Взяв чистый конверт, она аккуратно вложила в него письмо, тщательно запечатала, и по дороге к своему дому они зашли на почту, чтобы отправить это судьбоносное послание.
Открыв ключом дверь своей небольшой, но уютной квартиры, Варвара Михайловна показала девочке на небольшую комнату в дальнем конце коридора.
— Ты можешь расположиться здесь. Это комната младшей сестры моего мужа, она работает медсестрой в больнице, часто остается на ночные дежурства, так что ее редко бывает дома. Уверена, она не будет против.
— Спасибо вам, Варвара Михайловна. А что же с мамой… с похоронами?
— Я сама всем займусь, не волнуйся.
Рано утром следующего дня в школе ей передали скромную сумму, которую всем миром собрали учителя и сотрудники на погребение. Теперь ей предстояло совершить самый печальный долг — проводить в последний путь мать своей маленькой подопечной.
После похорон прошло больше месяца, но ответа из деревни они так и не получили. Варвара Михайловна написала еще несколько писем, но все они остались без ответа. Тогда она решилась на крайнюю меру — написала последнее, ультимативное письмо, в котором сообщала, что в случае молчания будет вынуждена приехать лично вместе с Ксенией. Ответ пришел surprisingly быстро, буквально через три дня, — угроза видимо возымела действие.
«Я получил все Ваши письма и спешу сообщить, что у меня нет дочери по имени Надежда. Я не желаю иметь с ней и ее семьей ничего общего. Прошу Вас больше не беспокоить нашу семью своими посланиями. Архип Семенович Ильин.»

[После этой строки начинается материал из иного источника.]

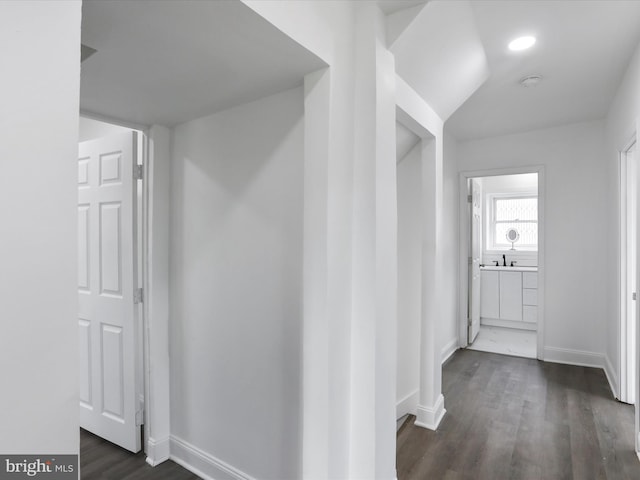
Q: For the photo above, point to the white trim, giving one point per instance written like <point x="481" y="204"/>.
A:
<point x="610" y="373"/>
<point x="202" y="463"/>
<point x="430" y="417"/>
<point x="579" y="358"/>
<point x="408" y="405"/>
<point x="156" y="284"/>
<point x="449" y="349"/>
<point x="158" y="451"/>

— Как? Как можно быть таким жестоким? — взорвалась гневом Варвара Михайловна, в ярости сжимая в руках злополучный листок. — Неужели в них не осталось ничего человеческого? Они даже не проводили собственную дочь в последний путь, и теперь отворачиваются от единственной внучки! Как это можно назвать? Разве такое вообще возможно? Неужели обида и злость могут настолько затмить разум и вытравить из сердца все человеческое?
Она почти трясла письмом перед лицом директора, задыхаясь от охватившей ее бессильной ярости.
— Варвара Михайловна, в жизни, к сожалению, случается разное. Теперь вы понимаете, что другого выхода не остается? Девочку придется определить в детский дом, мы и так уже нарушили все мыслимые инструкции и правила.
— Нет, я не сдамся так легко!
— А что вы можете сделать?
— Я сама поеду к ним и поговорю с ними лицом к лицу! Так нельзя, это неправильно!
— Но подумайте о самой девочке… — Зинаида Тимофеевна пыталась ее успокоить и остудить ее праведный пыл.
— А что Ксения? Завтра же я пойду в управление и начну оформлять все необходимые документы. Я буду просить передать девочку под мое временное опекунство до тех пор, пока ее отец не вернется с войны.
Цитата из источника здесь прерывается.